That dreams can lead to discoveries, both pragmatic and artistic, is well documented. Today's guest dreamer, poet Joan Gelfand, shows us this process in action: for her, a series of dreams germinated a critically acclaimed poem. Following the text of her poem she talks about the dreams and how she put the pieces together.
The Ferlinghetti School of Poetics
“All that we see, or seem, is but a
dream within a dream.” Edgar Allen Poe
I: The dream within
the dream within the dream
What is it,
Ferlinghetti,
Taking star turns in
my dreams?
Strolling in front
of cars
Haunting alleyways,
stairways,
Bars? Beating moth
like flitting through
San Francisco’s
sex fraught avenues? In North Beach
Where XXX marks art
and
Nasty commerce
collide, intersect Columbus,
Telegraph Hill, Jack
Kerouac Way.
You are fog
whispering in from the sea
On another sunny
day.
“There’s a
breathless hush on the freeway tonight,
Beyond the ledges of
concrete/Restaurants fall into dreams
With candlelight
couples/Lost Alexandria still burns.” *
Ferlinghetti’s
words sink, weighted
On the business end
of an invisible fishing line,
Dredging last
nights’ dream to surface, gasping for air
Shivering like some
catfish
Eyes bulging, wet
lake water dripping off its scales.
The knife of memory
slices open
That dream, finds me
on haunted streets,
Instructing small
boy:
“You gotta go
to the Ferlinghetti school. It’s totally rad
and completely
cool.”
II: Ferlinghetti
Makes an Appearance
Phantom audience
shouts: “Higher! Higher!”
Egg the poets on –
after all, they’re not on the wire.
Higher? We spin the
memory wheel until there’s my father
Strolling through
his own Coney Island
And there he is
again winning a goldfish
The clerk hands it
over fish circling in plastic bag
Big Daddy pretends
It’s all for the
kids.
He needed to win
like that fish needed water.
III: The Poet
Reconsiders
Is the skill of life
just keeping on
All the gears oiled,
the doors open?
Even if the past
keeps drowning and the knifed open
Dream fish still
swims around?
In dream theater
Ferlinghetti arrives.
Was it the Regal, the Royal or the Metreon?

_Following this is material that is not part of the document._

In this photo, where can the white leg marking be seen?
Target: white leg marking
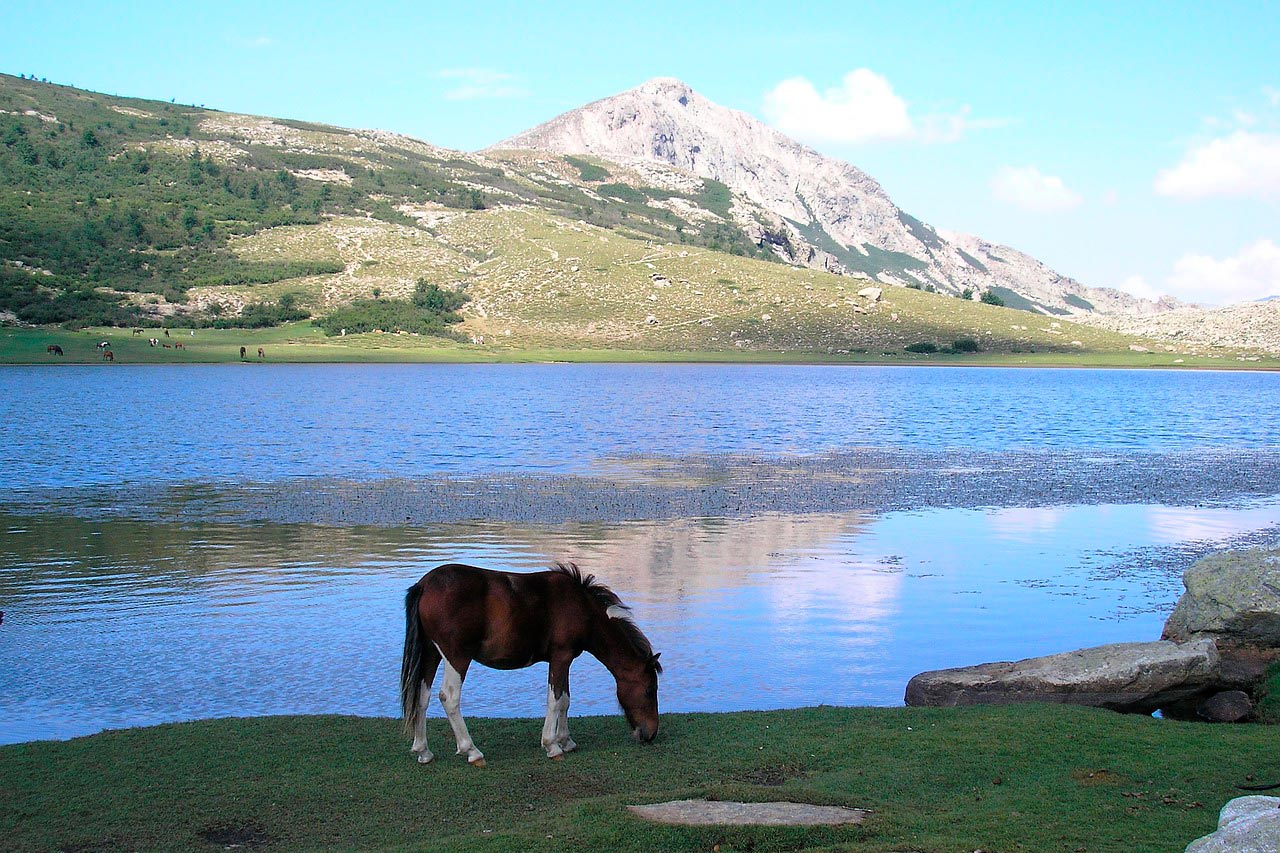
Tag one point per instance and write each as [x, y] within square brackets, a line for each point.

Was it the Regal, the Royal or the Metreon?
I rise to make room
for he who started everything
Got the wheel of
poetry turning, broke
Open language,
letters. Vaporized
While he drifts
Haunting my dreams.
*From “Wild Dreams
of A New Beginning” by L. Ferlinghetti
Joan on her poetic process: It wasn’t clear to me that a poem was trying until I had the last dream of Lawrence Ferlinghetti walking into a movie theater. The phrase that did emerge from an earlier dream, “instructing a small boy: You gotta go to the Ferlinghetti School! It’s completely rad and totally cool” stuck in my mind. But until the third dream of the movie theater, the phrase hadn’t seemed like enough to build a poem upon.
In building/crafting poems from dreams, I would say that paying attention to dreams isn’t always what it seems – not when it comes to shaping a dream fragment or image into a cohesive work. As you can see in this example, one image was enough to hang onto, but not enough for a whole poem.

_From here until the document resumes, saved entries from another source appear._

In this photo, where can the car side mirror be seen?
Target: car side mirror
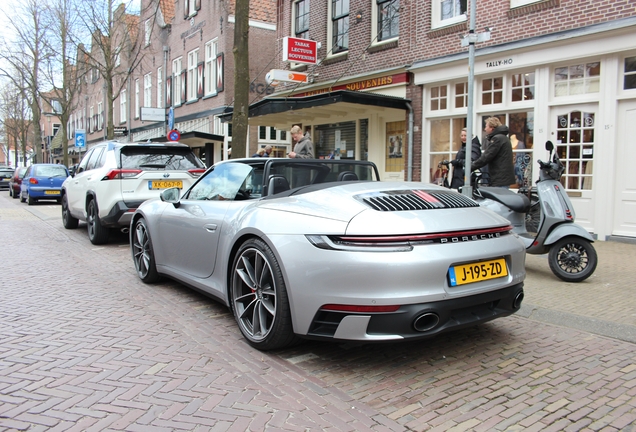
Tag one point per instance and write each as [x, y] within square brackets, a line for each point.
[171, 195]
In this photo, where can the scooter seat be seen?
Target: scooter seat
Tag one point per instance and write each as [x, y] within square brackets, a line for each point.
[514, 201]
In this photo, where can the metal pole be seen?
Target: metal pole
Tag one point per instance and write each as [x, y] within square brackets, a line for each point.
[472, 38]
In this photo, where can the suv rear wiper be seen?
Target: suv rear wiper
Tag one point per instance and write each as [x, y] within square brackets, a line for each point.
[152, 166]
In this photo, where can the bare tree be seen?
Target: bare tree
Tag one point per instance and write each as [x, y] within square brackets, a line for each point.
[241, 78]
[115, 51]
[16, 119]
[64, 76]
[22, 62]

When I finally sat down, on a sunny Sunday morning to take the snippets and try to work them into something I started by shaping the significant dream images into 3 separate segments. The three segments ended up being the set up, the evocation of the past, and the role of Ferlinghetti on the poetry scene in SF today.

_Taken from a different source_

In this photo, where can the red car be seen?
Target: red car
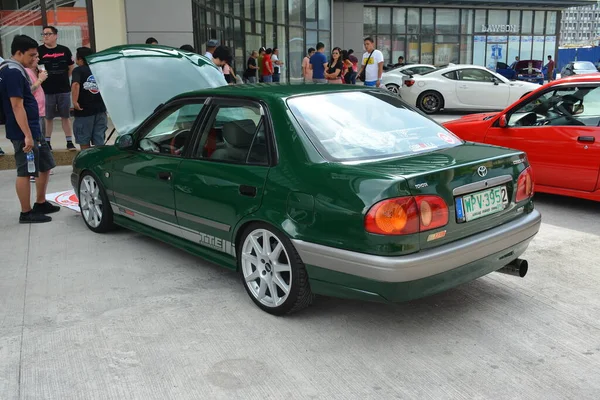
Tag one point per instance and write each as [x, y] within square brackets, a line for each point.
[558, 126]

When I finished the poem, I wasn’t sure if it was any good or not. But I did know that it contained enough SF energy and imagery to submit for Poets 11, a city wide contest judged by the brilliant Jack Hirshman, Poet Laureate Emeritus of the City of San Francisco.
I won.
The poem has gone on to be published five times! The first was the Poets 11 Anthology (2010), The DuPage Valley Review, Sparring with Beatnik Ghosts and the International literary journal “Levure Litteraire.” It’s next debut will be in my forthcoming book, “The Long Blue Room,” due out in February from Benicia Literary Arts.